By Lateef Ibrahim
Former Governor Babangida Aliyu of Niger has advised the leadership of the Peoples Democratic Party (PDP) against encouraging the return of members who had previously defected to other political parties.
Mr Aliyu, who stated this at a PDP consultative conference held yesterday in Abuja, described those who left the party as ‘nomadic politicians’ contributing to the PDP crisis.
Mr Aliyu recalled that during the party’s national convention in Port Harcourt, a significant number of candidates who emerged were ‘nomadic’ politicians.
The former Governor urged the party hierarchy to learn from history.
“Both the chairman and the chairman of the governors’ forum have been very diplomatic and saying, ‘Come back, come back.’ No, you don’t invite nomadic politicians back to your party. These were people with a history of nomadism,” he said.

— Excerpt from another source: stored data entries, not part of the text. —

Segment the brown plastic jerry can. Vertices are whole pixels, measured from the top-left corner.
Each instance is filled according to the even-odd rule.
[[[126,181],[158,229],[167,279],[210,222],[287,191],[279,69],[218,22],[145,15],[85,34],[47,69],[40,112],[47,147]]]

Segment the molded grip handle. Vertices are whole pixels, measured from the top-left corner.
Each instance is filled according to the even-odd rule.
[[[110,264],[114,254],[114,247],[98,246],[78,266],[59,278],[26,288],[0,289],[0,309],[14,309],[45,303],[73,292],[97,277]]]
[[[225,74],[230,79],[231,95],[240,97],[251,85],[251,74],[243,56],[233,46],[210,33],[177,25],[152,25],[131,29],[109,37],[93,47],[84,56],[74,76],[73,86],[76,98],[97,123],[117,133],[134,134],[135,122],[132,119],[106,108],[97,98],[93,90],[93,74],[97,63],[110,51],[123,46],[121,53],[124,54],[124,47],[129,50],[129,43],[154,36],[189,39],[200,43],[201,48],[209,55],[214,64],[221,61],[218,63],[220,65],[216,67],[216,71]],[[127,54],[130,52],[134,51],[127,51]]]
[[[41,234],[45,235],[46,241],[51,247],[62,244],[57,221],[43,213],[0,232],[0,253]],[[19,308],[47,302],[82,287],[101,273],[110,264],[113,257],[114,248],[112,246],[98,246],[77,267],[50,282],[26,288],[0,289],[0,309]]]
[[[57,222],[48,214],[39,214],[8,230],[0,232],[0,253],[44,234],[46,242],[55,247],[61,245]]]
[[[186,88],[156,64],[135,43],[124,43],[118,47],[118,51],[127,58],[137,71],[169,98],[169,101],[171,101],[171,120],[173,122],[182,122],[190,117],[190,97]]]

Mr Aliyu attributed the party’s major problems to a lack of discipline and the prioritisation of selfish interests over the collective good.
“We cannot keep on, knowing that the black sheep in the family keeps on destroying whatever we are building. Then, you say, ‘Come back.’ In fact, the most shocking time period was 2019,” he stated.
The Governor stressed the need for rewarding party loyalists rather than those who frequently move from one party to another.
Mr Aliyu reminded members that the PDP constitution clearly stipulated that defectors should “join the queue” upon return.
He urged the party to focus on fostering “real, principled politics”, even if it did not immediately translate into electoral victory.
The former Governor also appealed to the Senate minority leader, Abba Moro, to ensure the Senate’s compliance with the court’s decision regarding the recall of the suspended senator representing Kogi Central senatorial district, Natasha Akpoti-Uduaghan, to the upper chamber.
Earlier, the party’s acting national chairman, Umar Damagum, had said that PDP’s doors remained open to defected members.
“Let it be said and known that our doors remain open to those who wish to return, and it is my earnest prayer that in their return, they may rediscover themselves. After all, we are still the party that gave many their first political home,” he said.
Mr Damagum described PDP as a formidable entity whose founding fathers faced intimidation and detention.
He acknowledged that the party had witnessed some internal ‘fractures’, including a significant one in 2013 and the one currently happening.
The acting National Chairman, however, maintained that the PDP remained the only platform capable of returning power to the people, despite the self-inflicted injury it had suffered. He described the conference as a reaffirmation of PDP’s vitality and its focus on reclaiming its central role in Nigerian politics.
Chairman of the PDP Governors’ Forum, Bala Mohammed, urged defectors not to “de-market” the PDP, through which many of them had achieved their political aspirations.
He also advised members who had joined the coalition but still remain in PDP to make their stand known, saying, “You cannot be in PDP and be in coalition with another party. We don’t want to join issue with anybody out of humility and respect for our elders who brought us up. But certainly, as the chairman has said, we cannot take indiscipline to a level where it becomes contagious.
“If you are in PDP, you are in PDP. You cannot be in PDP and be in coalition with another party. We cannot do this. But you have all the time to decide. Coalition is an aberration. You cannot belong to two places. You cannot be a hermaphrodite. You cannot be a man and a woman at the same time. Be who you want to be.”